The planet’s largest publicly traded oil and gas companychallenged a resolution about climate change regulations from its own shareholders on Friday, arguing that it’s a practical improbability that the emissions-restricting goals set forth by the recent climate accord in Paris will actually be achieved. Therefore, Exxon Mobil says, it shouldn’t have to address the impact that the regulations would have on its business.
“It’s a little bit like a toddler putting their fingers in their ears and saying, ‘If I can’t hear you then what you’re saying isn’t true,'” Shanna Cleveland, manager of the Carbon Asset Risk Initiative, told InsideClimate.
Reading this I couldn't help thinking about the warning given at Paris by world leading climate scientists, Hans Joachim Schellnhuber of Germany's Potsdam Institute. He said mankind's only hope of avoiding runaway global warming is the "induced implosion" of the fossil fuel industry. Coal, oil, gas - the industry has to be put down by the governments of the world. They've got several ways to do it and they'll probably have to resort to most of them. The point is, we have to understand - all of us have to understand - that these companies would see the world rendered uninhabitable for our grandchildren before they'll consider doing anything to prevent it. We're in a struggle that pits humanity against the energy giants and it's a struggle for our survival.
4 comments:
Wealth and arrogance go hand in hand, Mound.
It's up to each individual to figure out how to reduce the use of fossils. Like moving to where I can ride a bicycle to work. Or join a farm coop so I don't need food that has been transported by truck. Switch to vegetarian. Convert my home to solar heating rather than heating with natural gas. Etc.

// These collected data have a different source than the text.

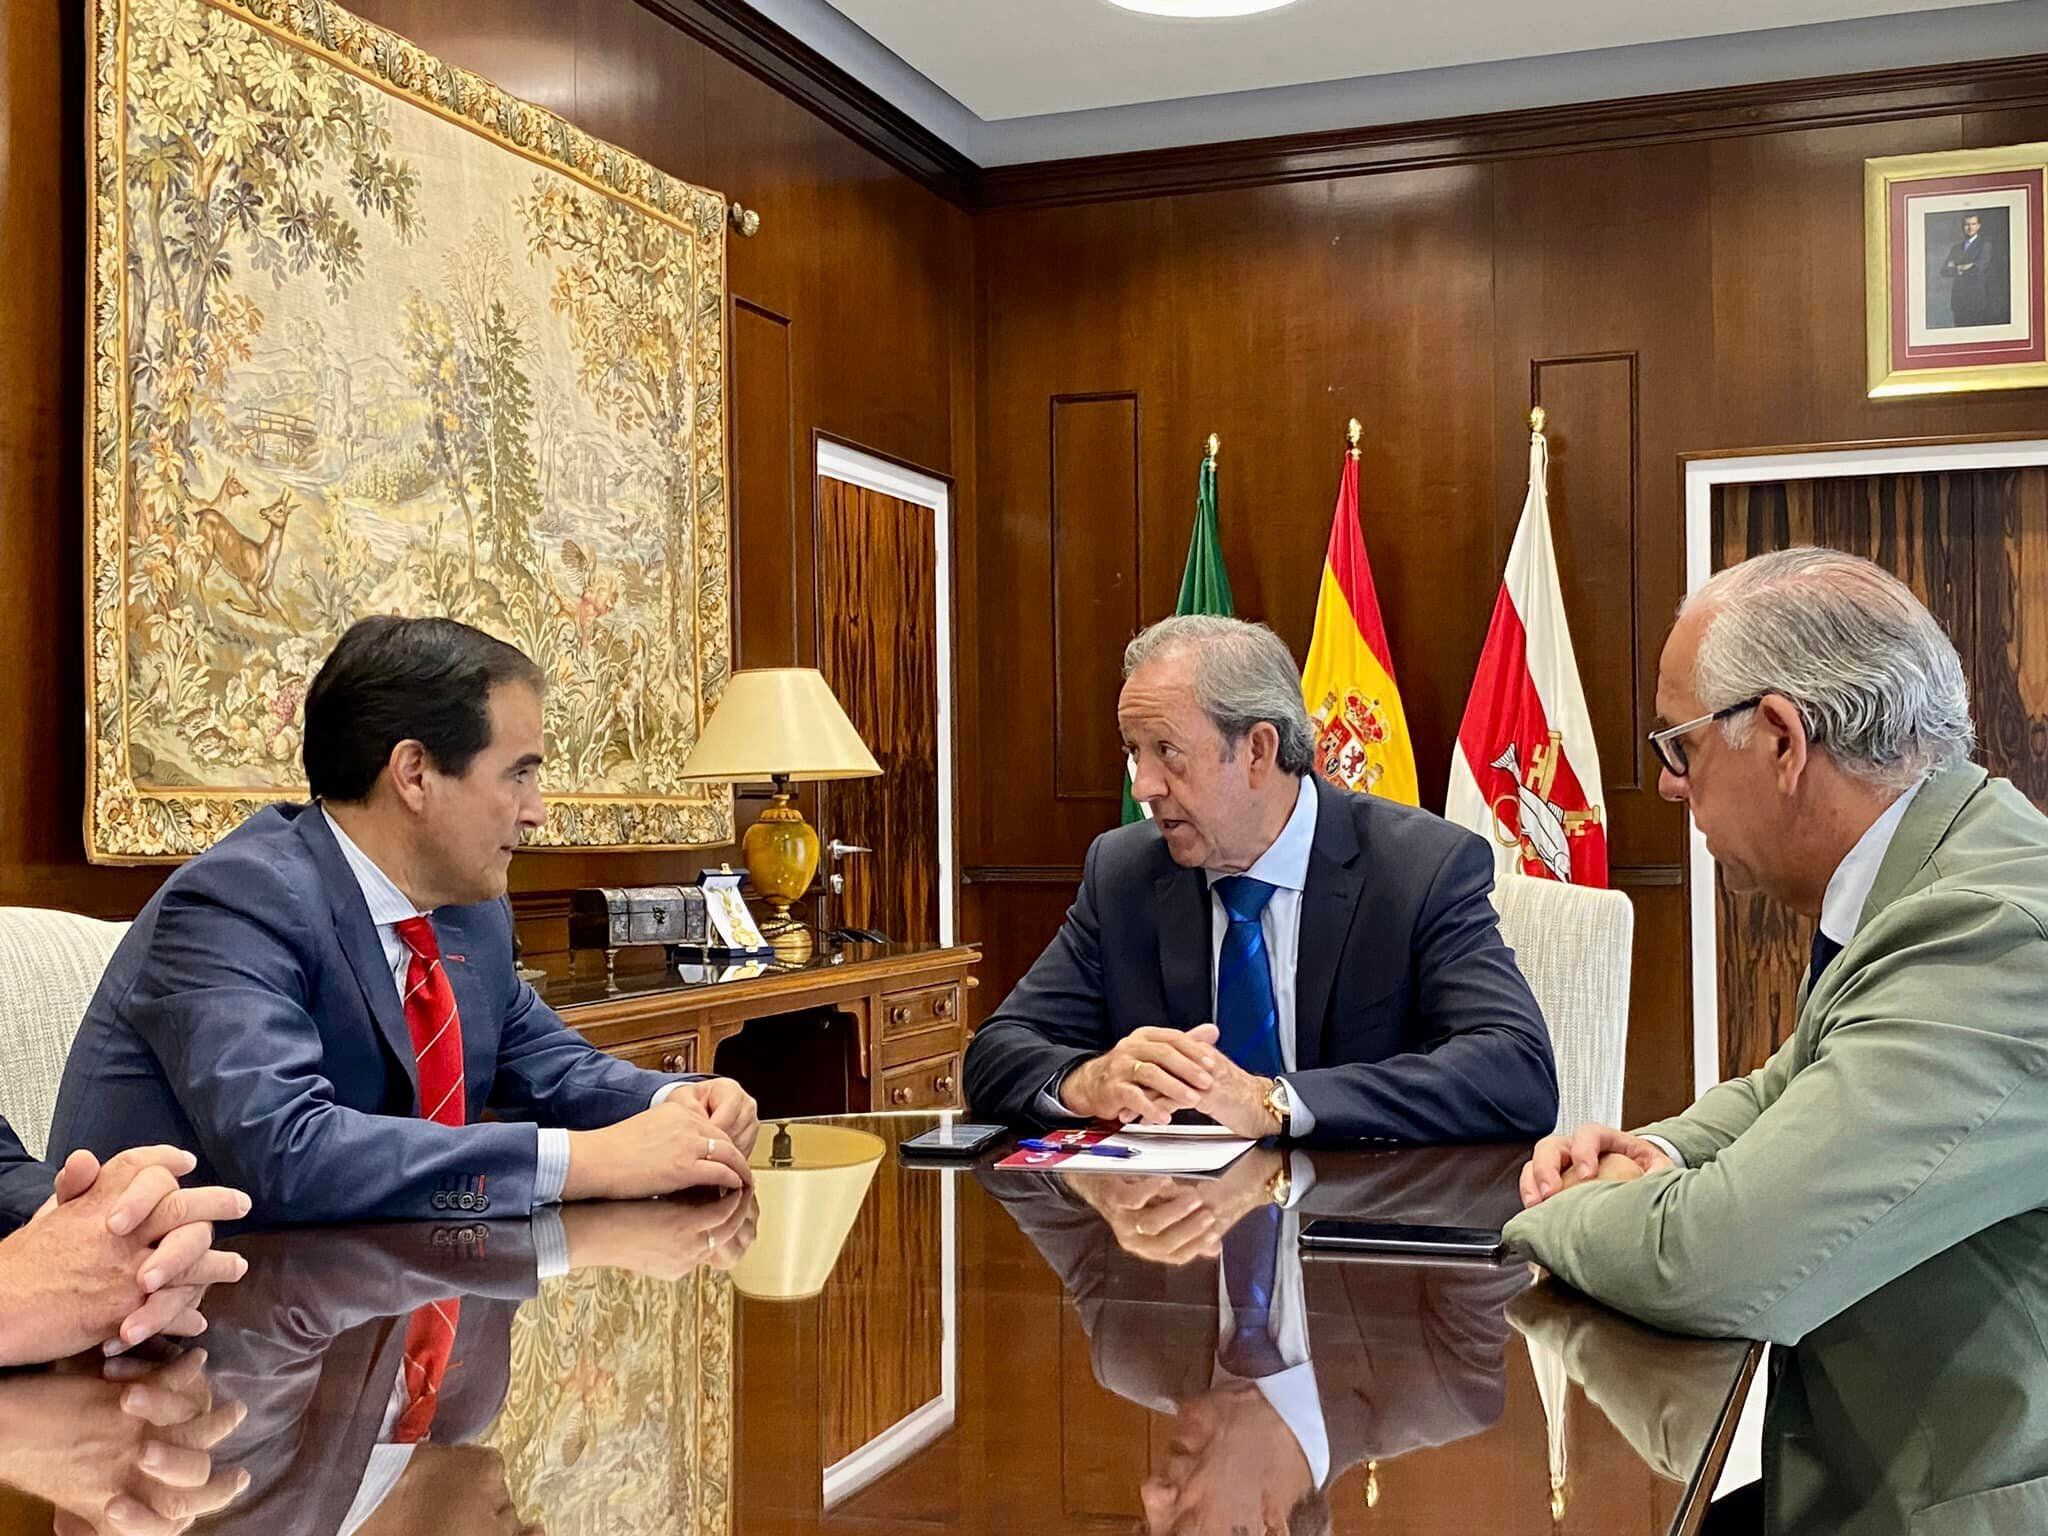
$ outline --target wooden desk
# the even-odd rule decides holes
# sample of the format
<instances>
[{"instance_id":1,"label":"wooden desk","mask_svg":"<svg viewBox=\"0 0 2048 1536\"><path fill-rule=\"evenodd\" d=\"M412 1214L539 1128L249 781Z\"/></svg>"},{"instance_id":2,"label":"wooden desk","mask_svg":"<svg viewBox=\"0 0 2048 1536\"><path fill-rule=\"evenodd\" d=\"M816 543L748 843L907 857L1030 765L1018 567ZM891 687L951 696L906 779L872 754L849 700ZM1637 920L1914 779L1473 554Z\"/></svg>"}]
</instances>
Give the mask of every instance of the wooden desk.
<instances>
[{"instance_id":1,"label":"wooden desk","mask_svg":"<svg viewBox=\"0 0 2048 1536\"><path fill-rule=\"evenodd\" d=\"M658 1072L709 1072L718 1047L748 1024L794 1024L829 1012L851 1026L839 1094L846 1110L960 1105L965 999L978 984L969 974L981 959L977 949L849 944L796 965L767 962L764 974L732 981L717 979L725 965L629 971L632 958L622 951L608 980L600 953L579 953L575 972L550 976L542 995L593 1045ZM815 1080L818 1065L792 1062L789 1070L808 1069ZM774 1078L740 1075L764 1108L775 1103Z\"/></svg>"}]
</instances>

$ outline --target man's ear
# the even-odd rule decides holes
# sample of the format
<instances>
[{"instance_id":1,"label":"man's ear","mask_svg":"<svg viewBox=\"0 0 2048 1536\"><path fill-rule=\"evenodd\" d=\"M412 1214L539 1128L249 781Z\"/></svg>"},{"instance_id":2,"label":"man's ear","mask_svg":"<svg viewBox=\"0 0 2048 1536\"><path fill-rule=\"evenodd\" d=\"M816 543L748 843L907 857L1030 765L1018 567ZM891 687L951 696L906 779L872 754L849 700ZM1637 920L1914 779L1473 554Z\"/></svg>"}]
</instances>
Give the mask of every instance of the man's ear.
<instances>
[{"instance_id":1,"label":"man's ear","mask_svg":"<svg viewBox=\"0 0 2048 1536\"><path fill-rule=\"evenodd\" d=\"M1781 693L1767 693L1756 707L1756 728L1771 750L1771 773L1782 794L1792 794L1806 776L1812 745L1799 707Z\"/></svg>"},{"instance_id":2,"label":"man's ear","mask_svg":"<svg viewBox=\"0 0 2048 1536\"><path fill-rule=\"evenodd\" d=\"M1254 789L1263 785L1279 768L1280 732L1270 720L1261 720L1245 732L1245 745L1251 749L1251 761L1245 765Z\"/></svg>"},{"instance_id":3,"label":"man's ear","mask_svg":"<svg viewBox=\"0 0 2048 1536\"><path fill-rule=\"evenodd\" d=\"M432 766L427 749L409 737L391 749L390 760L384 764L384 776L407 810L426 809L427 770Z\"/></svg>"}]
</instances>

Anyong: I once met the owner of Exxon and agree with Owen. He is uncaring as well.
@ Owen, yes they do and, in combination, they create that lethal elixir, hubris.
@ Hugh - that'll never work. That's why Schellnhuber calls for an "induced implosion" of the energy giants. There is no other way. Yes we can change at the individual level but, of the few that do and to the limited extent they can reduce their emissions, it adds up to a lone drop in a very large bucket. Your view borders on fatalistic.